Press Releases

New York’s Heating Oil Drivers Win New Union Contract

Workers who heat New York get 8% raises and increased benefits

Just in time for the holidays, Teamsters Local 553 announced today that New York’s heating oil workers have approved a new union contract that provides substantial raises and increased contributions to pension and healthcare funds. The contact was approved by a 99% majority of union members.

“This union contract represents the American dream for hundreds of working families in New York,” said Demos Demopoulos, Secretary-Treasurer of Teamsters Local 553. “This is a job where, if you are willing to work hard, you can earn a wage that provides for your family and allows you to join the middle-class. I’ve done this job, I know how hard it is, and I’m proud that the workers who keep New York warm every winter are Teamsters.”

The master heating oil contract covers the majority of workers who deliver heating oil to homes and businesses in New York City or who install and service heating oil equipment. In total, 31 heating oil companies are party to the master contract with Local 553, including Petro, Approved, Rockway, and Statewide.

The hundreds of heating oil workers who work under the master heating oil contact will receive 8% raises over the three-year deal. The companies will also increase contributions to the union’s health and pension funds, which provide generous benefits to union members.
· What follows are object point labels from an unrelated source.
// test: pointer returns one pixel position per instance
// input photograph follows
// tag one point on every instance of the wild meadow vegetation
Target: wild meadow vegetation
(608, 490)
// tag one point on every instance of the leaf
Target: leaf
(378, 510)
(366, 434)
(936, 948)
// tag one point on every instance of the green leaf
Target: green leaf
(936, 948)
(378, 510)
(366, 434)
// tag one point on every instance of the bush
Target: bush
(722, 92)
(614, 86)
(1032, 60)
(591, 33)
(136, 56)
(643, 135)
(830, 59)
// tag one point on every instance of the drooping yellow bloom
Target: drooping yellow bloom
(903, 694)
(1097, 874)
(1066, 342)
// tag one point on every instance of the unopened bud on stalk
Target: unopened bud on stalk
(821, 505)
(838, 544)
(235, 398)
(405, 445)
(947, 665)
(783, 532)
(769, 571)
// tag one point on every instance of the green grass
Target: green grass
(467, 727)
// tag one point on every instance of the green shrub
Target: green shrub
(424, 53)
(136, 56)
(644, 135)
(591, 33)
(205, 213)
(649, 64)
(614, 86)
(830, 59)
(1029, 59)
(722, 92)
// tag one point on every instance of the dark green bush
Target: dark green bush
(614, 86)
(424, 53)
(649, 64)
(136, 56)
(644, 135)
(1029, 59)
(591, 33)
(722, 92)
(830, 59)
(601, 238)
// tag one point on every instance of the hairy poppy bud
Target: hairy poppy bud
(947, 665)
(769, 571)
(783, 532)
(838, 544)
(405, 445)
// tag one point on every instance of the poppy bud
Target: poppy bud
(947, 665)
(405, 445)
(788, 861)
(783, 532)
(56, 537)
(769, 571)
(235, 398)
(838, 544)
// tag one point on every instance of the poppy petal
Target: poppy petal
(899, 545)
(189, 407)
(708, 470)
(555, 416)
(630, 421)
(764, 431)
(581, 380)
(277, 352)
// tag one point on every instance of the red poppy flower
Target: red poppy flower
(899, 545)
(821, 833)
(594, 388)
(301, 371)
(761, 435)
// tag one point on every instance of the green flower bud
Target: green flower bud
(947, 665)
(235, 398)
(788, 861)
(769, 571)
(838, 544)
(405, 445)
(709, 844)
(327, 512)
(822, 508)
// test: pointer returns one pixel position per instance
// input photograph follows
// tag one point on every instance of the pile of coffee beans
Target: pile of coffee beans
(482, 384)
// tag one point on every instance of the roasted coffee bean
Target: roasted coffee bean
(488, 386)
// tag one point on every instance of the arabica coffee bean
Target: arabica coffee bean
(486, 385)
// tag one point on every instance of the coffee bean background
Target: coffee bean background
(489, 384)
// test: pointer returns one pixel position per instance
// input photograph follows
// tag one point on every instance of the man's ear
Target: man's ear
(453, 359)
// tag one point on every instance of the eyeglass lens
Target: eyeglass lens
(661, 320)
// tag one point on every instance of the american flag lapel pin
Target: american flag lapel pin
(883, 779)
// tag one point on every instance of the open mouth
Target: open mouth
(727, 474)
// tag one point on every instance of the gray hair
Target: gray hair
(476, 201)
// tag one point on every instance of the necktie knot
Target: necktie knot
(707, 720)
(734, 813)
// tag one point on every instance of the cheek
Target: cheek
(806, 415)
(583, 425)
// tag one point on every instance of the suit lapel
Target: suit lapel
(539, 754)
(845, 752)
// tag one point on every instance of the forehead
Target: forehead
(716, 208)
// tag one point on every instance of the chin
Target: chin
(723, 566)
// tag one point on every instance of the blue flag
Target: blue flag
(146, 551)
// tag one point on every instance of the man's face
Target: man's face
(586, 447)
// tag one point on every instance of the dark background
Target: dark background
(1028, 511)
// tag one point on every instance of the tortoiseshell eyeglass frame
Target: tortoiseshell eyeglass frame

“We are proud of the work we do and know that millions of New Yorkers depend on us,” said Frank Fico, a 28-year heating oil driver and member of Teamsters Local 553. “This contact allows our families to thrive alongside the industry and we know a pension will be there for us when we are ready to retire. This is what it means to be a Teamster.”

Local 553 is the oldest local in New York City affiliated with the International Brotherhood of Teamsters, originally representing workers who delivered coal by horse and wagon. In recent years, the union has consolidated with other Teamster locals and grown to represent school bus workers, milk and bread delivery drivers, and Central Park horse carriage drivers.